HONG KONG, June 17, 2009 (AFP) - Fernando Chui will almost certainly become the new chief executive of Macau, after his campaign said Wednesday he had received the backing of 95 percent of the gambling haven's election committee.
The former secretary for social and cultural affairs will likely stand unopposed in the July vote by 300 members of the southern Chinese city's election committee, after securing its overwhelming support.
Eva Loh, Chui's deputy campaign manager, told AFP his nomination paper had been signed by 286 out of the 300 members.
The city's election office confirmed that Chui had submitted his nomination on Tuesday, but could not confirm that it had been signed by 286 of the committee.
Any opponent would have to get at least 50 members of the committee to back them, so Chui's position is unassailable if it is reflected in the July 26 vote.

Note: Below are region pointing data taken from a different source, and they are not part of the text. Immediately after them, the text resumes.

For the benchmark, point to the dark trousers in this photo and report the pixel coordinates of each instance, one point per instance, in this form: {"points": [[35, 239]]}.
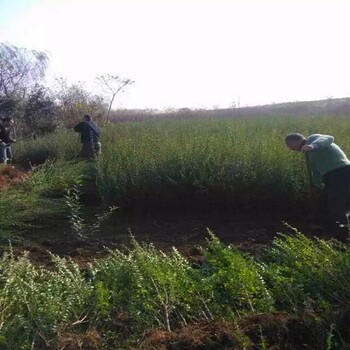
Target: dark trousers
{"points": [[337, 196], [5, 154], [90, 149]]}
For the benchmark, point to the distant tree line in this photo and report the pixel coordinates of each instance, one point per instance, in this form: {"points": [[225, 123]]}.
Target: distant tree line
{"points": [[35, 107]]}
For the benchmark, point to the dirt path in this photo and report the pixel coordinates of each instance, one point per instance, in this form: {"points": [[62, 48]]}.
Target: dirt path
{"points": [[186, 233]]}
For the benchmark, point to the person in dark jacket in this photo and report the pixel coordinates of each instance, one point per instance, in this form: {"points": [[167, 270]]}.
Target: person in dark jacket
{"points": [[89, 136], [330, 171], [6, 140]]}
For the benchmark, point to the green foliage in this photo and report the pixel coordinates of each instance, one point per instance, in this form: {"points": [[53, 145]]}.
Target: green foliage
{"points": [[234, 280], [35, 302], [61, 145], [79, 226], [237, 163], [308, 274], [143, 288]]}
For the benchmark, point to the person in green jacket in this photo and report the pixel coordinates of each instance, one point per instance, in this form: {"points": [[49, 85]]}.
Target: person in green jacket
{"points": [[330, 170]]}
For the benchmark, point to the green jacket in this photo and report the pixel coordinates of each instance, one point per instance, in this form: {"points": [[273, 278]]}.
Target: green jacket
{"points": [[326, 157]]}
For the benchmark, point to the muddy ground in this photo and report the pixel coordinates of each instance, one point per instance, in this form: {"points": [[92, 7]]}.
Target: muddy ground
{"points": [[249, 231]]}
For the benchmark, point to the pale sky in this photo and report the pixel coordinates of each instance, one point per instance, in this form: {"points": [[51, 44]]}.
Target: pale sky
{"points": [[196, 54]]}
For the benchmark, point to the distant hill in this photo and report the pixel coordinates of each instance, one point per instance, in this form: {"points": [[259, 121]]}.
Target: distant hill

Macau, a city of 550,000 people, is the only place on Chinese soil where casino gambling is allowed.
Since its gaming market was liberalised in 2002, it has overtaken Las Vegas and Atlantic City combined in terms of gaming revenue as gleaming foreign and locally-owned resorts have sprung up.
But the staggering growth has suffered in the past 12 months as Chinese authorities, concerned about problem gambling and corruption, have limited the number of visitors to the former Portuguese colony from the mainland.
As a result, there have been worries that some foreign operators - including US giant Las Vegas Sands - have overstretched their commitments in the city.
Macau, which was returned to Chinese rule in 1999, runs a separate legal system from mainland China.
In a similar electoral system to neighbouring Hong Kong, its chief executive is not chosen by universal suffrage but by a mainly Beijing-friendly election committee.
It has a less raucous political climate than Hong Kong, although it has suffered street protests by those who are angry about the failure to share the proceeds from the casino boom with the poorest.
Chui is a member of one of the city's richest families. His predecessor Edmund Ho has been in power since the handover.